JUAN GONZÁLEZ: Vince, I wanted to ask you. Interestingly, those who remember the boycott and divestment movement against the South African white minority regime, even the South African government didn't go to this kind of extreme for people who were opposed to its policies.
VINCENT WARREN: No, that's definitely true. I really cut my political teeth in college, and I was one of the leaders in my college to get the school to divest from, you know, holdings in South Africa. But you're right. I mean, the political situation was a little bit different, because there was also not only a divestment movement, but there was also—people were not traveling to the country, at least officially, to get in. I'm sure that if they had been, that the South African government might have taken this role.
But what is interesting about Israel is that it is a fluid situation. I think it has also captured the international attention the way that South Africa has. And I think the big challenge now in the information age, which we didn't have back in 1980-something, is how do we stay in touch and support the work that's happening on the ground from a place like the United States, which would include also working, in country, with students and with activists, to make sure that, if nothing else, the actual stories get out to the international community.
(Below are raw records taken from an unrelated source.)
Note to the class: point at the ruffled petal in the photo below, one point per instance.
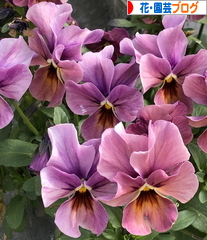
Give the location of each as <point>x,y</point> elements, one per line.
<point>126,101</point>
<point>161,147</point>
<point>195,87</point>
<point>6,113</point>
<point>181,185</point>
<point>202,141</point>
<point>83,211</point>
<point>169,21</point>
<point>46,86</point>
<point>14,51</point>
<point>15,81</point>
<point>98,70</point>
<point>67,155</point>
<point>125,74</point>
<point>148,211</point>
<point>83,99</point>
<point>190,64</point>
<point>98,122</point>
<point>175,50</point>
<point>153,71</point>
<point>57,184</point>
<point>114,156</point>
AMY GOODMAN: I mean, we're talking about a moment now of severe crisis, not that in recent years it hasn't been, but in Gaza. Since March 30th, this massive, nonviolent, ongoing protest at the wall between Israel and Gaza, nonviolent protesters gunned down by the Israeli military, more than 40 of them at this point, two journalists, Palestinian journalists, as we described the picture of—showing the picture of one of them with a very clear "PRESS" sign on him, these protests continuing up through May 15th, the 70th anniversary of the founding of Israel, what Palestinians call the Nakba, when they were, so many, hundreds of thousands of them, were expelled. Were you planning to go to Gaza?
VINCENT WARREN: No, we were not planning to go to Gaza, and mostly because you can't get into Gaza, number one. Number two, that these—the delegation were people that had not been to the region before, mostly, and so we were looking primarily to have them interact with folks in Israel and in the West Bank, but outside of Gaza.
But I will say that it is an absolute crisis that's going on. And even—even in places like the West Bank and in parts of Jerusalem, which doesn't even approach the horror that's happening in Gaza, it is an extraordinary situation. This would have been my second time going. And I have to say, the first time that I went, I was expecting really bad things, but I was not prepared—I was not prepared for the level of structural targeting and racial profiling that is happening in that region. It is mind-boggling. And that's why we were trying to bring people to the delegation, because people need to see this for themselves. They can't read about it on Facebook. They can't look at these websites that are characterizing it. They have to see for themselves.
AMY GOODMAN: And certainly, it's astounding the lack of coverage of what's happening in Gaza right now by the corporate media here in the United States.
KATHERINE FRANKE: It is astounding, yes.
AMY GOODMAN: We have to leave it there. Vince Warren, head of the Center for Constitutional Rights; Katherine Franke, professor at Columbia University, law professor. That does it for our show. Both deported from Israel this weekend.